Pompey surveys his domain...


 ...with an aspect out to what remains of the temple dedicated to 'Fortuna huiusce diei', the goddess of fortune of the present day
Judging by the again hoard-like number of tourist buses vaguely registering as coming and going in the background, as well as the deepening twilight, I'm waylaid here for quite some time. One friendly white-bibbed tabby who knows I'm a cat whisperer even allows me a pat.
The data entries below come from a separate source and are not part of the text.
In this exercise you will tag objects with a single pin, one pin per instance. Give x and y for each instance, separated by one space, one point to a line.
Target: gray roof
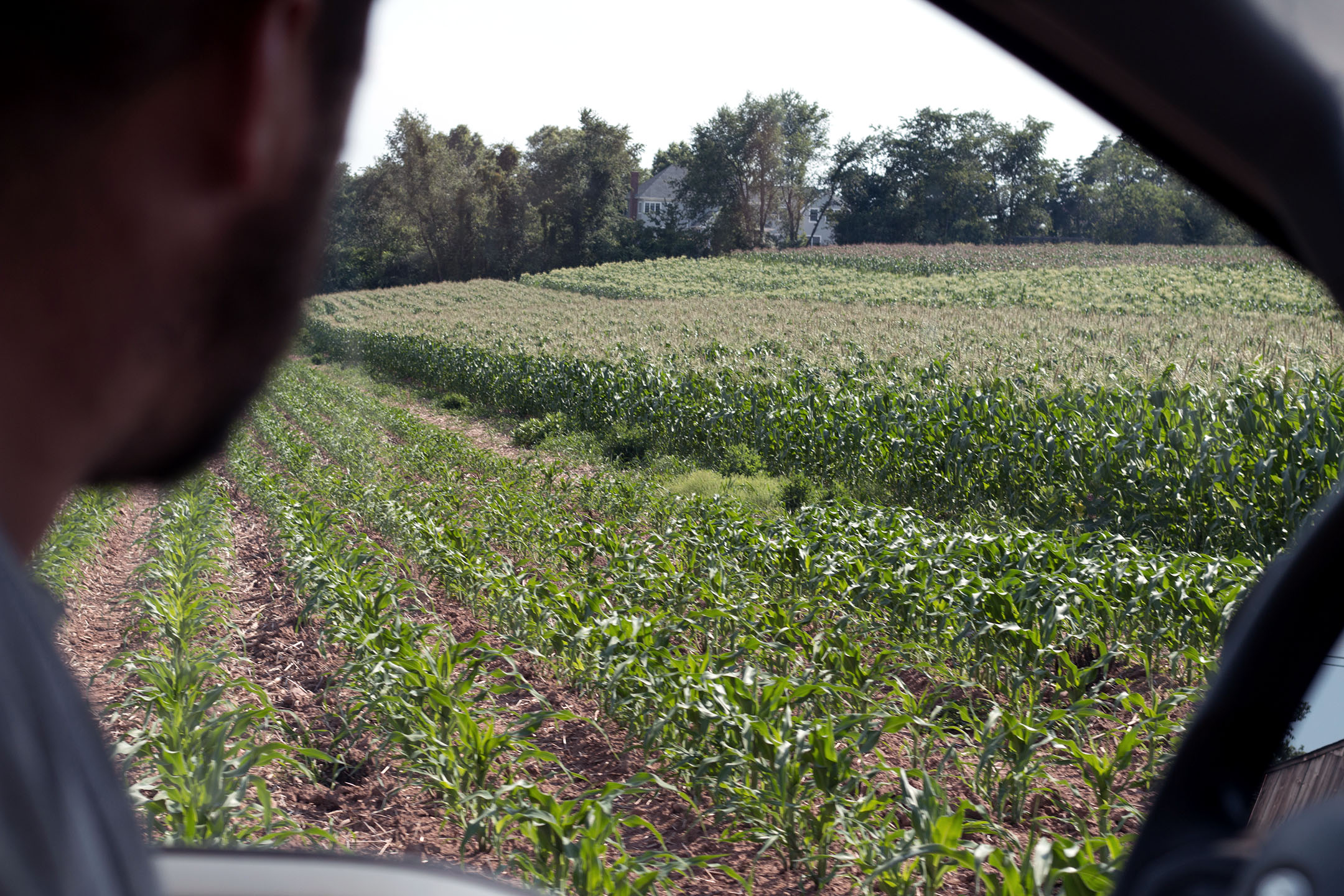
663 184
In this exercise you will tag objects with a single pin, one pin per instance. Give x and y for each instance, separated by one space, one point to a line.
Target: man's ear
274 116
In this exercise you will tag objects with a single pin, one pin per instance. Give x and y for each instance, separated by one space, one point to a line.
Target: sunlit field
884 570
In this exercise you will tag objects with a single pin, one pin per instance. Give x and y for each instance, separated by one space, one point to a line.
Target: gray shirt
66 825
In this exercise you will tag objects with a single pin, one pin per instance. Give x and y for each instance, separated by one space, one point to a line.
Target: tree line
449 206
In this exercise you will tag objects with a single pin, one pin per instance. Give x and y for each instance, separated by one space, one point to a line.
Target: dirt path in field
96 623
484 434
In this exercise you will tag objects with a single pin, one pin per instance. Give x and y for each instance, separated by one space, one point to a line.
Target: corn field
969 678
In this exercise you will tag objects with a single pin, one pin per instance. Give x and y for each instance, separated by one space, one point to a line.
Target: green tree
578 184
675 154
754 166
1023 182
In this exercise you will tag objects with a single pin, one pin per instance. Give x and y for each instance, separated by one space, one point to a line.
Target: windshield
767 464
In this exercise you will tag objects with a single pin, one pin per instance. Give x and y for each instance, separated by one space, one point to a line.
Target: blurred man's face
162 198
238 322
237 289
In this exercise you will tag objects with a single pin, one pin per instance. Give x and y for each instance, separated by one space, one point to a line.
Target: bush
454 402
757 492
740 460
628 442
796 492
534 432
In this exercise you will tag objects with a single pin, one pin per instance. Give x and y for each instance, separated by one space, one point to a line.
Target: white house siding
656 192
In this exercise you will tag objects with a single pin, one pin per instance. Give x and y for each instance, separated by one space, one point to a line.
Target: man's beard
250 304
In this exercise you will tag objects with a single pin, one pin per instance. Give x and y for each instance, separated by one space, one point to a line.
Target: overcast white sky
506 69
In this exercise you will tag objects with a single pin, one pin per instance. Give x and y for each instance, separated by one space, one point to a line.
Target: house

It's a bit like kissing the Pope's ring, but with more fur and zero religion.

A raggedy soothsayer peers into the mystical space-time continuum from the viewing platform, sans attention to the Julian calendar
What starts as a meditation upon cats peaks to sudden excitement when discovering - thanks to the site map - that this is where Julius Caesar was stabbed to death.

Take a good long look at where it all happened, the central exedra of Pompey's portico, which was being used as the senate house on 15 March, 44 BCE



 
The adjacent fortune temple's impassive stones, no luck rubbed off them on the day for Caesar either

The resident cat troupe restages the assassination of Julius Caesar. Top left, Mark Anthony flees the tumult. Due to
Italy's 'no-kill' law for homeless cats, and that all these delightful beasts have been sterilized, no fur actually flies in today's dramatic re-enactment 
According to the historian Eutropius, about 60 men participated in the bloodbath, collectively landing - by some magical mathematics - a total of 23 stabs; while according to the historian Suetonius, just one - to the chest - was the lethal blow. That's the kind of justice that assuming excessive power and authority, creating a nepotistically-appointed, aristocratic ruling class, holding wastefully extravagant triumphal games, and limiting grain access/reducing the corn dole got you in 44 BCE. Brutal. Leaving the fallen dictator to bleed out on the ground, the conspirators then all ran away, proclaiming freedom for the city. 

Regular people weren't impressed. Things fell apart.

As we see, the pillars of the Roman Republic may have fallen, but present inhabitants happily capitalize on the bloody past


As for me, I cross back over the river to meet Geraldine and her friends for a beer at one of Trastevere's great little pubs, and find myself feeling incredibly happy and satisfied. For quite by happenstance, on June 15, 2018, exactly 2062 years and three months after Julius Caesar's death, my studies - decades before - of Latin, Shakespeare and history, have all come vividly to life in a single day. You just never know when you'll reap what you've sown.